Der blinde Fleck des Buchs wird besonders beim Thema Informationskomplexität deutlich. Sprachmodelle können Orientierung bieten, definitiv. Aber sie erhöhen gleichzeitig die Komplexität der Vermittlung und werden so zu epistemischen Gatekeepern. Das hat politische Bedeutung, weil jede Infrastruktur der Wissensvermittlung Macht erzeugt. Wer Modelle besitzt, trainiert und reguliert, strukturiert Diskursräume. Und diese Dimension fehlt mir im Buch stark. Denn am Ende stellt sich die Frage, wer bzw. welche Personengruppen durch KI die Chance auf Super-Agency haben – und welche Personen(gruppen) eben nicht bzw. auf Kosten welcher Personen(gruppen) die KI-Super-Agency einer technischen Elite geht.
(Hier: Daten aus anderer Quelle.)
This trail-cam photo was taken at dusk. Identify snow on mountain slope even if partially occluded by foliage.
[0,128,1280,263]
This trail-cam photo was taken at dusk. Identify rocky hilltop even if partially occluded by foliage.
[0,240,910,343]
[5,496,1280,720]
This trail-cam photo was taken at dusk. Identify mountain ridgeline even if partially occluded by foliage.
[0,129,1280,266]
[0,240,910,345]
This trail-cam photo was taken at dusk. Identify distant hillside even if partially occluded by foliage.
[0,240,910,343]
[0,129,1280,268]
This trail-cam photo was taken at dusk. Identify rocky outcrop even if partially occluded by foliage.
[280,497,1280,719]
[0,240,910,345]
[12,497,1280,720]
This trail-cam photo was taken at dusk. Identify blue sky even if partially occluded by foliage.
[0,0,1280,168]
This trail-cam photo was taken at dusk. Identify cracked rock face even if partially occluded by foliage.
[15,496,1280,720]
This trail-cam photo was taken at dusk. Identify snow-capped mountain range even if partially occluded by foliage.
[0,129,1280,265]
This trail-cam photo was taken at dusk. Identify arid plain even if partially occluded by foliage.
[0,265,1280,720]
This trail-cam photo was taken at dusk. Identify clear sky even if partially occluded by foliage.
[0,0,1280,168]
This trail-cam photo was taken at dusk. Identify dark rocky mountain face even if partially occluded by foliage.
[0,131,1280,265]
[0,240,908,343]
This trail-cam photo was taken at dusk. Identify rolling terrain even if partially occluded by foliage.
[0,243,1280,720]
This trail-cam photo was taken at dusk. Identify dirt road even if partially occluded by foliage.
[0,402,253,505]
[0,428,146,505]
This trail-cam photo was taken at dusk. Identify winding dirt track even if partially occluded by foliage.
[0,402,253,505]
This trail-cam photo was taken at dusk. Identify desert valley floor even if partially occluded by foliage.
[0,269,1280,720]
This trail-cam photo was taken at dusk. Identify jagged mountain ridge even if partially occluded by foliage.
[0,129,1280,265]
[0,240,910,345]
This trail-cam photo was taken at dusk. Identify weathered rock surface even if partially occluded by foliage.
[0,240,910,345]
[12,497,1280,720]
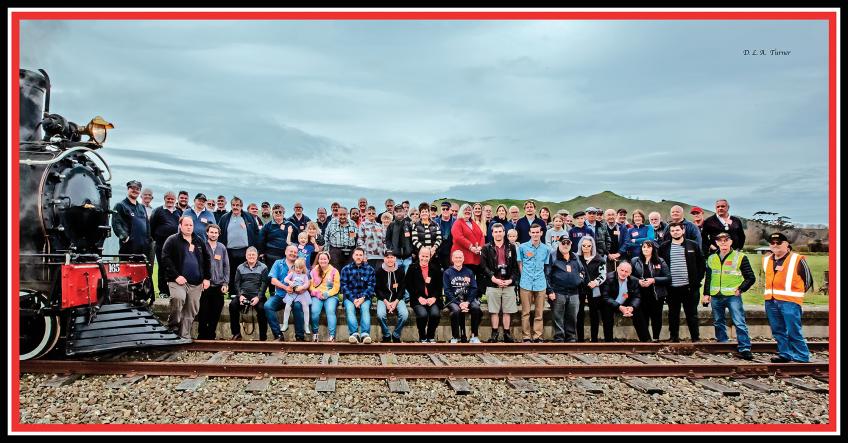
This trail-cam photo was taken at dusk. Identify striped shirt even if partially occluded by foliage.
[669,242,689,287]
[324,218,357,249]
[412,220,442,251]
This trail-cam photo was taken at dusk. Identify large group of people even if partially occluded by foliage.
[112,180,812,362]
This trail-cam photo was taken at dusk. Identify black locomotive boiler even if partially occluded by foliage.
[18,69,188,360]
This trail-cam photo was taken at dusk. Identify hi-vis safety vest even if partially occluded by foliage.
[707,251,745,295]
[763,252,804,305]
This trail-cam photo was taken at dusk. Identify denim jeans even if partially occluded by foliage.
[310,295,339,337]
[766,299,810,363]
[710,295,751,352]
[377,300,409,338]
[265,294,305,340]
[345,297,371,335]
[551,294,580,342]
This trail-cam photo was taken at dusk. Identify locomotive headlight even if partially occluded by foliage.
[84,115,115,145]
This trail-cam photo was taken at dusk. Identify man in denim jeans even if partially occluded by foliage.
[704,232,757,360]
[341,248,377,344]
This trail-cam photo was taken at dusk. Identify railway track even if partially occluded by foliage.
[21,341,829,395]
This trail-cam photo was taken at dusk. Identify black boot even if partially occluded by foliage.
[489,331,499,343]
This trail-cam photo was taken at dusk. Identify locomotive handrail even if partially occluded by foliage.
[18,146,112,182]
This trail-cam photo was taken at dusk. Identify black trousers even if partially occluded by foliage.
[230,294,268,341]
[448,299,483,338]
[412,304,442,341]
[639,294,668,340]
[666,285,701,341]
[330,246,353,272]
[602,304,651,342]
[227,248,247,288]
[154,241,171,297]
[197,286,224,340]
[577,293,604,343]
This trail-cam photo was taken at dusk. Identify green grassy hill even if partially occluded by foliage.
[436,191,713,220]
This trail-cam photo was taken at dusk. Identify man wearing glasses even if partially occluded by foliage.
[763,232,813,363]
[701,199,745,255]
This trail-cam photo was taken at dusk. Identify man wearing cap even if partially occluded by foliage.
[577,206,610,256]
[702,199,745,254]
[663,205,706,254]
[764,232,813,363]
[368,250,409,343]
[568,211,595,255]
[289,202,312,236]
[150,191,183,297]
[436,200,456,269]
[112,180,152,256]
[213,195,227,223]
[183,193,215,242]
[324,206,356,269]
[703,232,757,360]
[259,202,274,226]
[689,206,704,231]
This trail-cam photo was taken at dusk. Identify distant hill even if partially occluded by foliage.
[436,191,830,245]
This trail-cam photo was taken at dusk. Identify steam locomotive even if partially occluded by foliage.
[19,69,189,360]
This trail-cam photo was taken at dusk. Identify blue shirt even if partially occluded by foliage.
[183,208,215,242]
[268,257,289,297]
[518,241,551,291]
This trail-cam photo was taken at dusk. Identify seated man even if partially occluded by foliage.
[340,248,376,344]
[442,250,483,343]
[230,246,268,341]
[601,261,651,342]
[377,249,409,343]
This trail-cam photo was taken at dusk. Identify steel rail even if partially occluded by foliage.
[20,360,828,379]
[174,340,828,354]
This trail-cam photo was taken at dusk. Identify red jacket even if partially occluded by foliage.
[451,219,486,265]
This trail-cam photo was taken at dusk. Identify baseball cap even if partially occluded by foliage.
[769,232,789,243]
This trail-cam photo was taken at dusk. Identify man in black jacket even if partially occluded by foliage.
[701,199,745,257]
[230,246,268,341]
[660,222,705,343]
[112,180,151,256]
[480,223,521,343]
[159,215,212,339]
[150,191,183,297]
[601,261,651,342]
[219,197,259,288]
Der historische Verweis auf die Ludditen versucht, das Argument zu stärken, dass Widerstand gegen Technologie zu Marginalisierung führt. Doch historisch zeigen sozialökonomische Analysen, dass die Ludditen weniger Technologiefeinde als Verteidiger sozialer Ordnung waren. Die Autoren nutzen den Vergleich selektiv, um Fortschrittswiderstand pauschal zu delegitimieren. Dadurch wird die eigentliche Frage verfehlt: Welche Gruppen verlieren heute Gestaltungsmacht, wenn technologische Infrastruktur von wenigen kontrolliert wird? Es ist ein Defizit, dass diese politische Dimension ausgespart bleibt.

Der Schluss des Buchs, eine Art techno-humanistischer Appell, formuliert noble Ziele: „With super-agency as a true north and consent of the governed as a guiding principle, we once again invoke the metaphor of a techno-humanist compass to help us find a way toward even greater manifestations of what it means to be human.“ (letzter Satz). Doch die Voraussetzung dafür wäre eine präzise Analyse von Macht, Infrastruktur, Normen und Governance. Gerade der Hinweis auf consent of the governed verlangt empirisch belastbare Governance-Modelle, die fehlen.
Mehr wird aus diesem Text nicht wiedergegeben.